La enorme crisis económica generada en todo el mundo por la pandemia de COVID-19 obligó a los Gobiernos de los distintos países a tomar medidas drásticas para evitar el derrumbe total de sus respectivas economías, utilizando una feroz cantidad de recursos que el Fondo Monetario Internacional cuantifica en 11,7 billones de dólares, lo que equivale al 12% del PIB mundial.

Estos números ya tienen un gran impacto en las economías nacionales y en el futuro pueden ser aún más graves de no tomarse las medidas adecuadas. Es por ello todos los organismos internacionales, también el FMI, han cambiado de enfoque y dónde hace unos años priorizaban el saneamiento de las cuentas públicas, ahora piden todo lo contrario.

En el último informe publicado por el Fondo Monetario Internacional, contrariamente a lo que siempre recomiendan, esta vez sugieren a los Gobiernos aumentar el gasto público, incluso aumentando el déficit fiscal.

“En los casos en que las reglas fiscales limiten el margen de maniobra, estaría justificado suspender temporalmente las reglas, en combinación con el compromiso de consolidación gradual una vez que ceda la crisis para restablecer el cumplimiento de las reglas a mediano plazo. Podría crearse el margen para atender las necesidades inmediatas de gasto priorizando las medidas destinadas a contrarrestar los efectos de la crisis y reduciendo los subsidios improductivos y mal focalizados”, señala el informe uno de sus párrafos.

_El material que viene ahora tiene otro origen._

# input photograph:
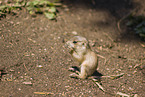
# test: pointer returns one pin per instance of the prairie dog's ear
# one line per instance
(80, 38)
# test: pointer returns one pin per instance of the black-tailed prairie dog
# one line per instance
(81, 51)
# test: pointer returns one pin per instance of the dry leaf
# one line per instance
(43, 93)
(123, 94)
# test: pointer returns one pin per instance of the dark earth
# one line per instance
(33, 57)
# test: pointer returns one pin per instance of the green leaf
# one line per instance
(49, 15)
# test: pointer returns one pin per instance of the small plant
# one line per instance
(137, 24)
(34, 7)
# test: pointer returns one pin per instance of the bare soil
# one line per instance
(32, 50)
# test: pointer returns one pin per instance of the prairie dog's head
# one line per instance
(78, 43)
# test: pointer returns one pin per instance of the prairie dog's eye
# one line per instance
(74, 42)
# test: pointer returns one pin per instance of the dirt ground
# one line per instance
(32, 50)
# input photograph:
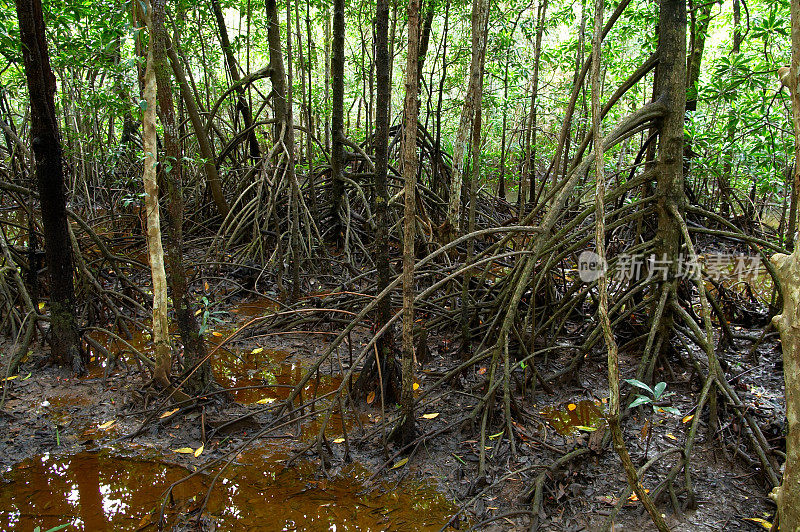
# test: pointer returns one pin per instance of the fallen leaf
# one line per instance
(763, 522)
(184, 450)
(400, 463)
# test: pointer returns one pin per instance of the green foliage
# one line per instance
(655, 394)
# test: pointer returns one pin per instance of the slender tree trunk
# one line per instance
(410, 164)
(787, 495)
(289, 147)
(200, 131)
(193, 344)
(64, 338)
(480, 15)
(337, 123)
(233, 69)
(383, 88)
(670, 87)
(163, 352)
(602, 311)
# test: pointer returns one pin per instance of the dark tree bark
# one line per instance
(406, 429)
(194, 346)
(64, 338)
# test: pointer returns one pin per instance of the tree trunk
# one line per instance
(200, 131)
(337, 123)
(410, 164)
(480, 15)
(233, 69)
(64, 338)
(155, 250)
(788, 323)
(193, 344)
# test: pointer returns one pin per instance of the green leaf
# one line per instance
(659, 389)
(640, 400)
(639, 384)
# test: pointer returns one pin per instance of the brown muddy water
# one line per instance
(98, 492)
(108, 491)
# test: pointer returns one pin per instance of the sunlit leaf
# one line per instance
(763, 522)
(184, 450)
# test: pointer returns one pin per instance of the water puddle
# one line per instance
(570, 418)
(97, 492)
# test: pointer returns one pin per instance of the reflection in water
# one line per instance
(570, 418)
(98, 492)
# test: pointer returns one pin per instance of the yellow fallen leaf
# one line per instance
(184, 450)
(635, 498)
(400, 463)
(763, 522)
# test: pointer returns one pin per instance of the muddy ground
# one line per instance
(82, 451)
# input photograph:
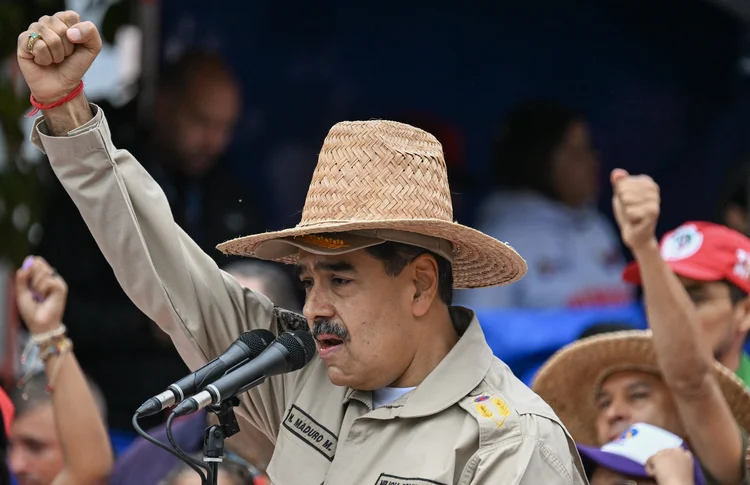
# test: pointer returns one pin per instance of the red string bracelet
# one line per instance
(39, 106)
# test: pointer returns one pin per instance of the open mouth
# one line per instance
(327, 341)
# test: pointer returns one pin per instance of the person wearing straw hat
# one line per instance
(665, 376)
(404, 389)
(642, 454)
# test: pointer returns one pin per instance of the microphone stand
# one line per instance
(213, 442)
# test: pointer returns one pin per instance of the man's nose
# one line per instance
(616, 412)
(17, 462)
(317, 305)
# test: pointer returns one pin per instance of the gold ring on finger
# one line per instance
(33, 37)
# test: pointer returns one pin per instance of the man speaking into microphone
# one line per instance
(404, 389)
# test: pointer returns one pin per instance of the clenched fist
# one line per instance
(636, 203)
(41, 295)
(62, 50)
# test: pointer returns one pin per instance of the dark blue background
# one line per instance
(658, 79)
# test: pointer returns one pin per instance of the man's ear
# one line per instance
(425, 274)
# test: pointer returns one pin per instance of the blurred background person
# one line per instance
(546, 173)
(712, 262)
(58, 433)
(643, 454)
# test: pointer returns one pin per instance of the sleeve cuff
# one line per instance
(91, 136)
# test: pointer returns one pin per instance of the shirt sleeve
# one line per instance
(543, 454)
(164, 272)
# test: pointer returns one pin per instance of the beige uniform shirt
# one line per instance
(470, 422)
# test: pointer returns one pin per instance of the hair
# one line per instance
(278, 285)
(526, 142)
(34, 394)
(235, 468)
(395, 256)
(176, 76)
(605, 327)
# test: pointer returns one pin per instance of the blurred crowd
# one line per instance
(621, 393)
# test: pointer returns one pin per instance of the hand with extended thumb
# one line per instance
(54, 54)
(636, 203)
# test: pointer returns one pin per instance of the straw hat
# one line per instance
(380, 181)
(568, 381)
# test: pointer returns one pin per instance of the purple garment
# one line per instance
(145, 464)
(594, 458)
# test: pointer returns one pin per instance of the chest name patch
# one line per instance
(304, 427)
(385, 479)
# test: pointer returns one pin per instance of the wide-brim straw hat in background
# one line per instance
(570, 379)
(385, 180)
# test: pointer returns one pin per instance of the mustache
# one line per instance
(329, 327)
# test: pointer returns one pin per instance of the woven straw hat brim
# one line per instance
(569, 379)
(478, 259)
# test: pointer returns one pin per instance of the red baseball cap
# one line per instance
(703, 251)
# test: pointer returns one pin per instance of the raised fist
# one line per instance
(41, 295)
(54, 54)
(636, 203)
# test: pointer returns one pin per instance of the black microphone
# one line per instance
(248, 346)
(290, 352)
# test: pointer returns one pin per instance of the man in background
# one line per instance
(713, 264)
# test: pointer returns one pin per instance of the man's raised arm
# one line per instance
(684, 359)
(160, 268)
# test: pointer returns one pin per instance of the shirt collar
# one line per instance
(460, 372)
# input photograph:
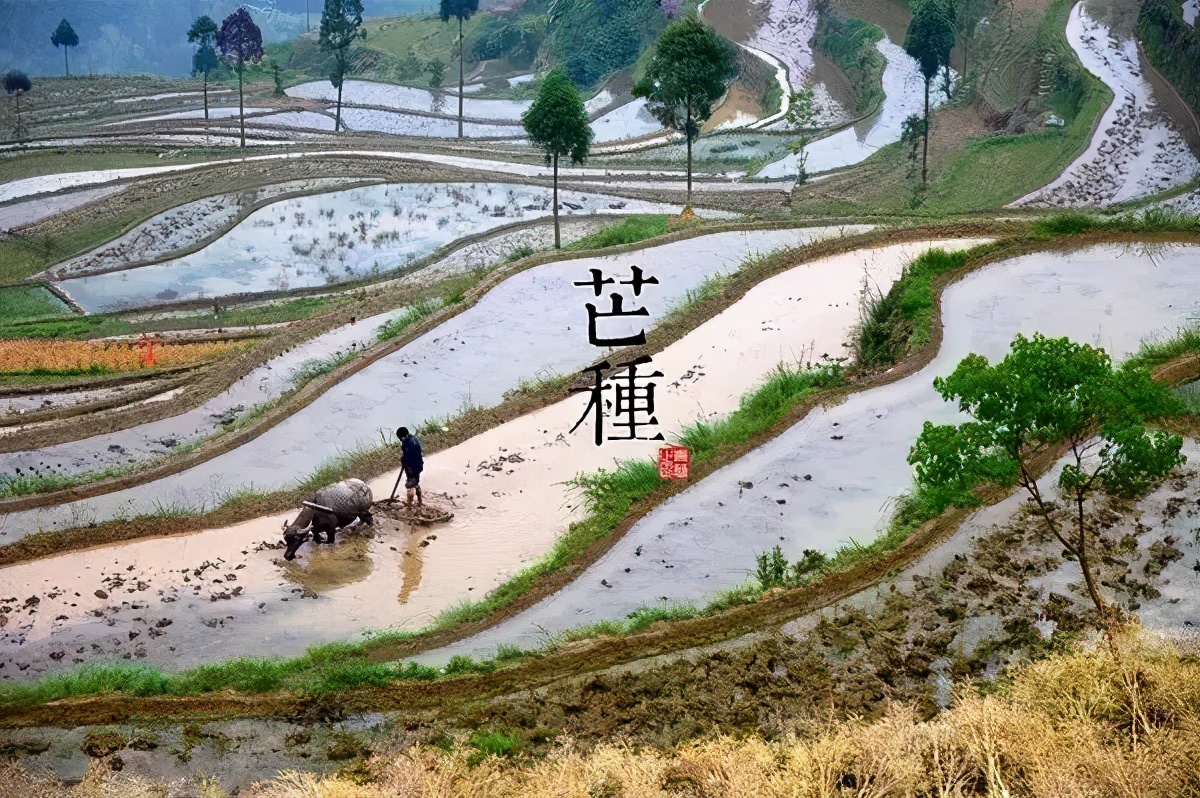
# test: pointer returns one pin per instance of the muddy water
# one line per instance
(148, 441)
(1134, 150)
(505, 489)
(323, 239)
(834, 475)
(531, 324)
(905, 95)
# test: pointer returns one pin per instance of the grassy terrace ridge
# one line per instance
(460, 293)
(617, 499)
(378, 461)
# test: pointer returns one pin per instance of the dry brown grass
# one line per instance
(1081, 725)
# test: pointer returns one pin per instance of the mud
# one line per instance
(853, 455)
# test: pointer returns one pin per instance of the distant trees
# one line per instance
(65, 36)
(557, 124)
(685, 76)
(929, 40)
(204, 33)
(17, 83)
(341, 25)
(460, 10)
(1048, 395)
(437, 70)
(240, 41)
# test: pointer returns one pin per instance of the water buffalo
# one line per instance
(327, 511)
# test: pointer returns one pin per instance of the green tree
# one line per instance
(801, 115)
(685, 76)
(437, 70)
(64, 35)
(929, 40)
(1045, 395)
(557, 123)
(460, 10)
(341, 25)
(16, 83)
(204, 33)
(240, 41)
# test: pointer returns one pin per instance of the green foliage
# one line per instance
(461, 10)
(29, 303)
(1173, 46)
(851, 45)
(557, 123)
(492, 744)
(594, 39)
(687, 75)
(1045, 394)
(930, 36)
(760, 409)
(900, 321)
(629, 231)
(514, 39)
(203, 31)
(437, 70)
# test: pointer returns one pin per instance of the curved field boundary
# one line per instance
(769, 612)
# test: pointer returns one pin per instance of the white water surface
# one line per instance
(1133, 153)
(904, 96)
(324, 239)
(533, 323)
(835, 474)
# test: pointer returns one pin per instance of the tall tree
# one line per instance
(203, 33)
(17, 83)
(240, 41)
(1044, 395)
(341, 25)
(557, 124)
(929, 40)
(460, 10)
(685, 76)
(65, 36)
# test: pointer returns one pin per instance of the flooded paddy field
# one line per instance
(505, 486)
(837, 473)
(522, 322)
(323, 239)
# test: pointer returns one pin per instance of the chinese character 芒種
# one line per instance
(633, 403)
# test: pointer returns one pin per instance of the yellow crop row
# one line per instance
(25, 354)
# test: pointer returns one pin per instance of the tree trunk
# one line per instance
(241, 106)
(924, 145)
(688, 133)
(341, 82)
(558, 243)
(460, 77)
(1089, 580)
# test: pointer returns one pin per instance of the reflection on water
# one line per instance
(328, 568)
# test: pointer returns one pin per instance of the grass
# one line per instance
(105, 325)
(23, 303)
(901, 321)
(630, 231)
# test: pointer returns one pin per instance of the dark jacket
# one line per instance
(412, 457)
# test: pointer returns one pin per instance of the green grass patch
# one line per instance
(851, 45)
(759, 411)
(24, 303)
(629, 231)
(901, 321)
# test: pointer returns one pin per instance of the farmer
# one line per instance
(412, 463)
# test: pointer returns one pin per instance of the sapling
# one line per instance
(1049, 395)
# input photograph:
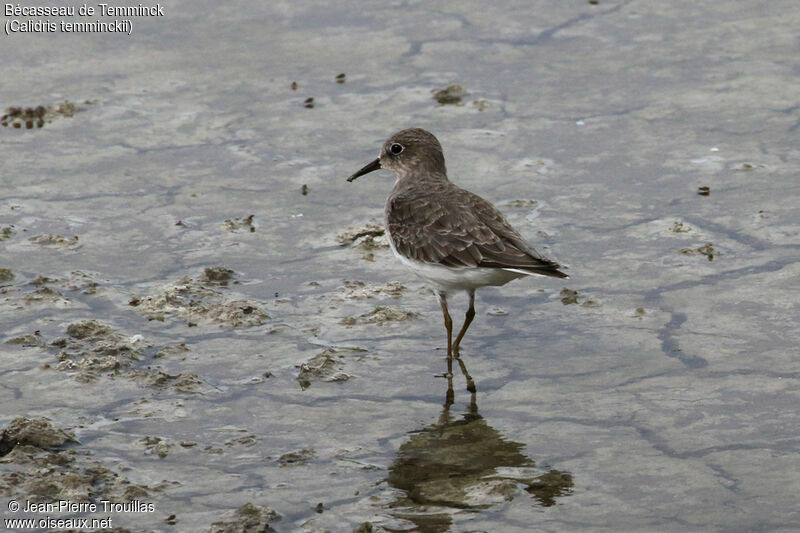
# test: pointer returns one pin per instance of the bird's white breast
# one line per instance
(448, 279)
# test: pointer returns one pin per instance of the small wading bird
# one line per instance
(451, 237)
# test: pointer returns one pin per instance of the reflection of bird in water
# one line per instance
(465, 464)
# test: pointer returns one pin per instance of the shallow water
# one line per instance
(658, 392)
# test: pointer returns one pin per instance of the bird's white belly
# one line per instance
(447, 279)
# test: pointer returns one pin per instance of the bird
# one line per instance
(450, 237)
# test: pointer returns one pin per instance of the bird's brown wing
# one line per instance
(459, 229)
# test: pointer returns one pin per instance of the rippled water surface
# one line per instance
(196, 295)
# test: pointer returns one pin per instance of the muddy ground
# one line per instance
(199, 313)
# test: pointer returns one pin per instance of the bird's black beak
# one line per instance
(375, 165)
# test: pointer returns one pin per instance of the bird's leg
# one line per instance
(448, 324)
(467, 321)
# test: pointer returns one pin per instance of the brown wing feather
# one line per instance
(424, 227)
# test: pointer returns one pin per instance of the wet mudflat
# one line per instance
(199, 312)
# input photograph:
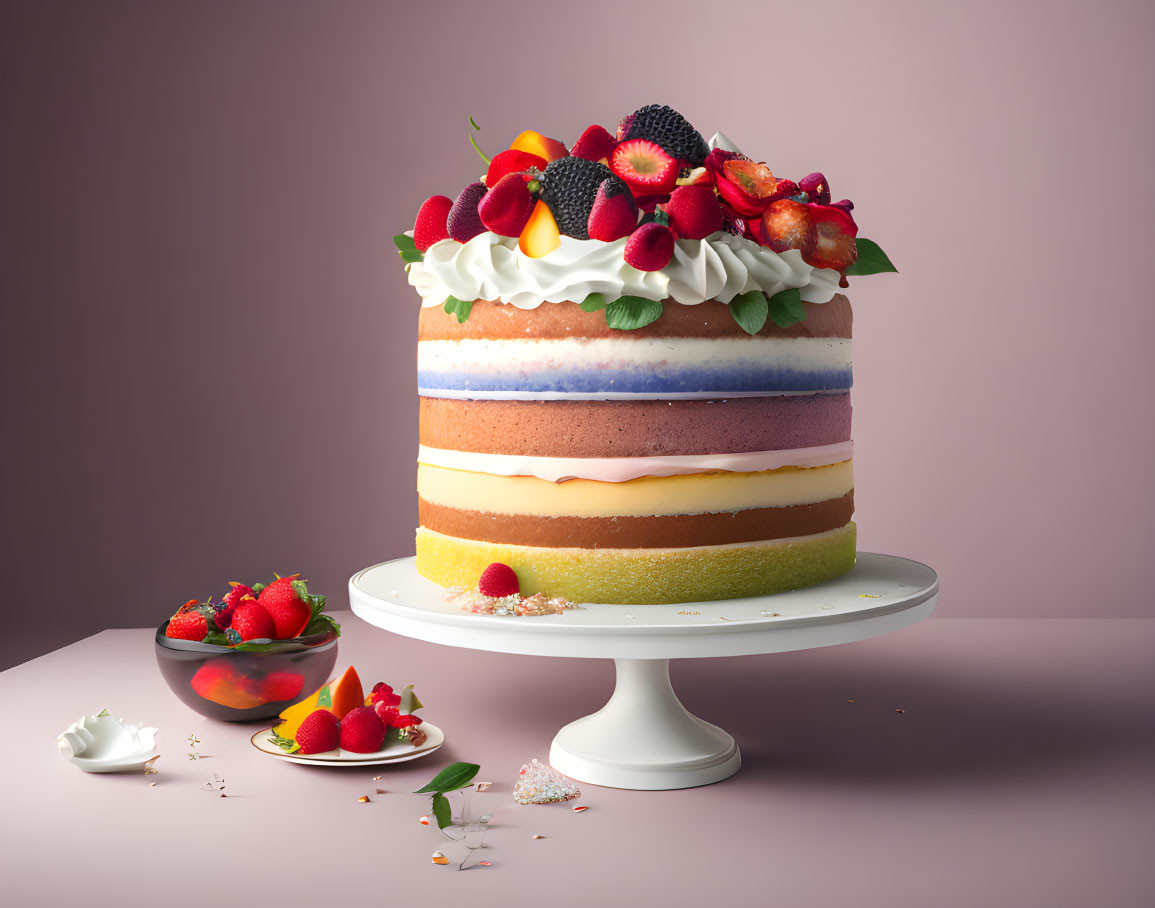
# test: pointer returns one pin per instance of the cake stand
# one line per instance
(643, 737)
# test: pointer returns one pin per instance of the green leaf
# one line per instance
(287, 744)
(408, 251)
(454, 776)
(593, 303)
(871, 259)
(441, 811)
(785, 307)
(459, 307)
(627, 313)
(750, 311)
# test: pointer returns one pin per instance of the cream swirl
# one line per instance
(720, 267)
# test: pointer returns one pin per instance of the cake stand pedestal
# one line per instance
(643, 737)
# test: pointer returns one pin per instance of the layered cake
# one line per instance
(634, 370)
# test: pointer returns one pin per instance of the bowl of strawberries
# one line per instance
(251, 653)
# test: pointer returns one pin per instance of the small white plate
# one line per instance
(395, 752)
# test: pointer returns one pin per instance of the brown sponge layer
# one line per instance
(664, 531)
(635, 429)
(497, 321)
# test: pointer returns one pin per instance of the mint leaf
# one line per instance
(441, 811)
(459, 307)
(871, 259)
(627, 313)
(750, 311)
(407, 248)
(785, 307)
(593, 303)
(454, 776)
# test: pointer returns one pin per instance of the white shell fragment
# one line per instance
(104, 744)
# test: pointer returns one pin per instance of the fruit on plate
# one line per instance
(366, 723)
(319, 731)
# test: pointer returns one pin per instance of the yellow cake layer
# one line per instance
(645, 575)
(650, 496)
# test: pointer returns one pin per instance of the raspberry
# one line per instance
(498, 580)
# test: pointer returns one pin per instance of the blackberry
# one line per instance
(668, 128)
(568, 187)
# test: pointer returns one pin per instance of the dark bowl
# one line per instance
(223, 683)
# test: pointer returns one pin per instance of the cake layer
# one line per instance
(697, 493)
(497, 321)
(640, 533)
(635, 429)
(645, 575)
(665, 367)
(623, 469)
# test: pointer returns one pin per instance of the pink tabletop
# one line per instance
(1019, 772)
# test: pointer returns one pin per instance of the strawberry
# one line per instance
(288, 610)
(362, 730)
(281, 685)
(694, 211)
(834, 240)
(382, 693)
(816, 187)
(645, 168)
(431, 222)
(188, 623)
(650, 247)
(789, 225)
(498, 580)
(615, 211)
(251, 622)
(224, 613)
(463, 222)
(512, 161)
(506, 208)
(594, 144)
(320, 731)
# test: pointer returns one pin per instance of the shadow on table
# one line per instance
(792, 719)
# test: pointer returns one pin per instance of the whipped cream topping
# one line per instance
(720, 267)
(623, 469)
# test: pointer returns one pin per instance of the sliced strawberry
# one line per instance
(513, 161)
(463, 221)
(505, 209)
(594, 144)
(650, 247)
(694, 211)
(645, 168)
(615, 211)
(835, 231)
(431, 223)
(816, 187)
(789, 225)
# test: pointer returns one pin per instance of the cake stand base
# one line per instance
(643, 738)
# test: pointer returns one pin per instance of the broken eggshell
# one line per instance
(104, 744)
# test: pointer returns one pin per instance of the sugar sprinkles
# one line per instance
(515, 605)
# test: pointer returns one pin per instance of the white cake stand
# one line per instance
(643, 737)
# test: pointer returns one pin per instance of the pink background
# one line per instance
(208, 341)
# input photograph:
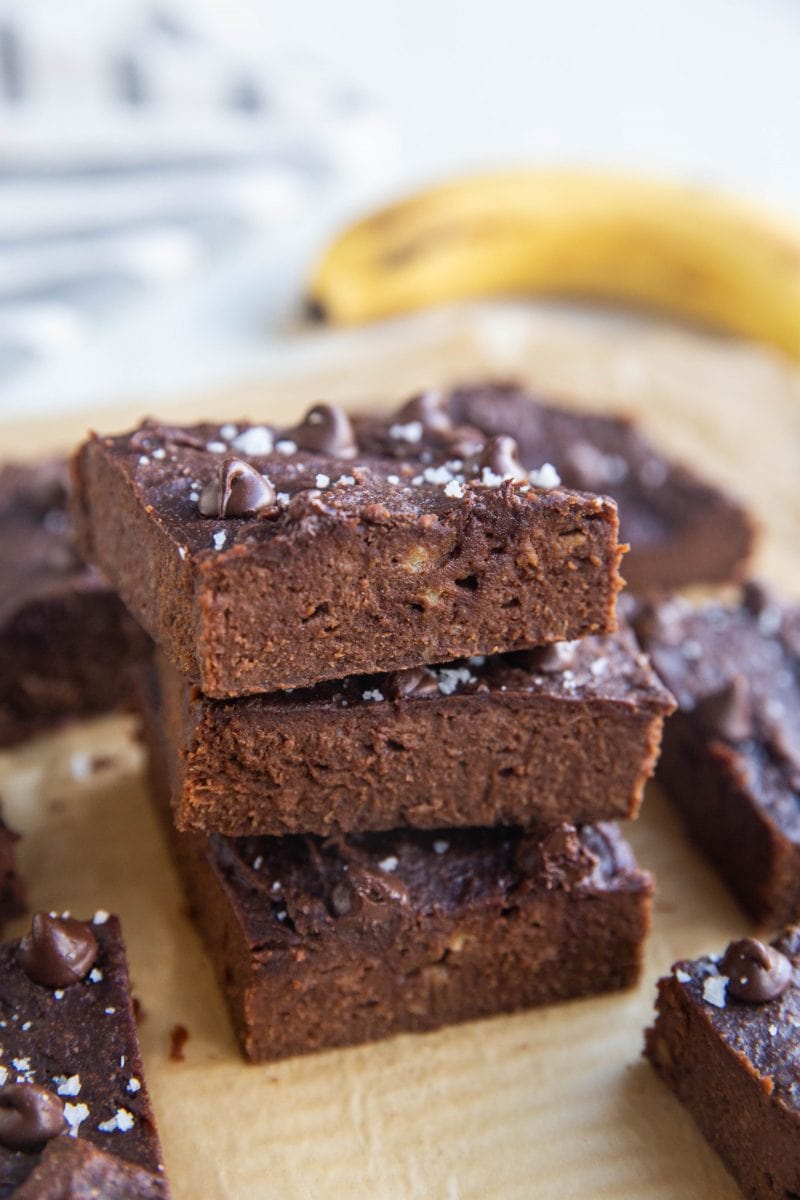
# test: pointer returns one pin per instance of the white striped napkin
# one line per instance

Así también, de manera casi sorprendente -o no tanto viendo los efectos de la pandemia- el FMI recomienda incluso subir los impuestos a los más ricos.

“Si bien será difícil instaurar nuevas medidas de recaudación durante la crisis, los gobiernos posiblemente deban considerar un aumento de los impuestos progresivos sobre las personas físicas más acaudaladas y aquellos relativamente menos afectados por la crisis (incluidos aumentos de las tasas de los impuestos sobre grupos de ingresos más elevados, inmuebles de alta gama, ganancias de capital y patrimonios), así como cambios en los impuestos sobre sociedades que garanticen pagos de impuestos acordes con la rentabilidad de las empresas”, expresa el documento.

Las grandes economías del mundo ya se encuentran aplicando medidas de aumento del gasto público, e incluso proyectando en sus próximos presupuestos la continuidad de las medidas anticíclicas en contra de la instalada idea de austeridad.